General Song-Share Information & Guidelines

These song-shares are a foundational component of the community we’ve built at the school — they’re where friendships are born, tears are shed...truly a beautiful thing!!

In order to have the song-shares be a good experience for everyone, we’ve laid out some guidelines for making them run smoothly. We’ll go over this at this beginning of class as well, but we want you all to have it in writing for your own reference. 

A bit about how the song-shares actually work:

The Saturday song-shares will be divided up into 2 sections: a group discussion where we will reflect on some of the lecture topics, and a song-share in breakout rooms.

The breakout room portion of the class consists of a 40 minute song-sharing session where everyone will be divided up into groups of 3-4 people and go around the room in turn to share songs, reflect on the homework, share some thoughtful feedback with each other, and take notes on each other’s reflections.

You’ll be sharing the link to your homework submission from the jukebox (on songs.schoolofsong.org), and everyone will go on mute and simultaneously listen to the recording of your song.

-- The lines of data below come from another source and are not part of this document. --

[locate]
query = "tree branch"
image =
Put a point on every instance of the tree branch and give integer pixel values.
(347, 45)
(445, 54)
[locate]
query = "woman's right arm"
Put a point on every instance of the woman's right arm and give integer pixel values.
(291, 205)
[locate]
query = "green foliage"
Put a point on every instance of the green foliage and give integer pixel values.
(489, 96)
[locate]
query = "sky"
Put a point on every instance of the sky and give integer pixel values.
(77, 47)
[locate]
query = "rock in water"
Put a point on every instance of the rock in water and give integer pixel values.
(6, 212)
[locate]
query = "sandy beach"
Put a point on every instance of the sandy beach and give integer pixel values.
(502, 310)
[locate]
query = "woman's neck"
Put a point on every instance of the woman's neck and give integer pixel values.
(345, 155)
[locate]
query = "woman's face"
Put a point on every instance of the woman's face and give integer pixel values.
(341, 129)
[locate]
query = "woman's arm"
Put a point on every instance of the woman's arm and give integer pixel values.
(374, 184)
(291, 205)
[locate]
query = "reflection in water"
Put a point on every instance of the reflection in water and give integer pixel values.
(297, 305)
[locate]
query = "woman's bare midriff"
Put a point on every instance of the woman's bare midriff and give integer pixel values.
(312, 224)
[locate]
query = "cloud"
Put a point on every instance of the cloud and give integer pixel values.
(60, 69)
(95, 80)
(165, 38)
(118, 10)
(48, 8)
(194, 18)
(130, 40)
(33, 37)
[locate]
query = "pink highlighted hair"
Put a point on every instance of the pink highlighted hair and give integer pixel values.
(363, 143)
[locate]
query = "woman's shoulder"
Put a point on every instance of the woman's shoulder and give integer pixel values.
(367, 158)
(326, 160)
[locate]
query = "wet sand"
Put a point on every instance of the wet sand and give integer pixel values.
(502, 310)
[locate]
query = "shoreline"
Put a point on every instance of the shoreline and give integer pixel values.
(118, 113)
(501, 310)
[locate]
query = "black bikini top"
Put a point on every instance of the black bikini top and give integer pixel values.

How do we make for good breakout rooms? We’ve summarized some key points to keep in mind when participating in your breakout room.

  • be a good listener
    • Please be fully present on the call. Don’t be “multitasking”. Actively listen to what others are saying instead of just waiting to speak. For The Art of the Release, we are also going to ask you to take notes on the songwriter’s reflections.
  • make space for others
    • Be mindful of the amount of space that you tend to take up during conversation. We specifically want to encourage those who might feel uncomfortable with speaking to speak up, and likewise, for those who naturally contribute a lot to the discussion, just be aware of how much space you’re taking up and make sure to give everyone the chance to contribute.
  • give attentive, descriptive feedback
    • The breakout rooms are not a space for critical feedback. Critical feedback can be extremely helpful, and we certainly encourage you all to seek critical feedback on your songs from people who you know and trust to be honest with you. But in this setting when our songs are very fresh and we’re sharing with new people, we’ve found that giving descriptive feedback is more helpful.
    • What is descriptive feedback? We can think about three different types of feedback: evaluative (this is good, this is bad); prescriptive (do this, don't do this); descriptive (this was my experience as a listener, these are things I noticed about the song).
    • We’re going to focus on descriptive feedback. As songwriters, having listeners give us descriptive feedback can be useful because it can reveal what people are picking up on in our music – what stands out, what resonates.
  • come prepared
    • Submit your song before class! We’re all here to reflect on our songs, so making sure that you have something to present in the breakout room is crucial. Some of you might be bringing voice memo recordings of songs with elements that may evolve over time (like the sound of the recording or the production etc.) and some of you may be coming with mastered tracks that are basically ready for release. No matter what, we want this to be a welcoming environment for creative exploration and thoughtful conversation. So even if your song feels ‘unfinished’ it’s still more valuable for you and everybody else to show up with something to talk about.
    • On that note: don’t speak poorly about your own song or release ideas! We’re all here to explore new ideas and step outside of our comfort zone so there’s no need to give any preambles or caveats


Thank you for bringing your best selves to the breakout rooms!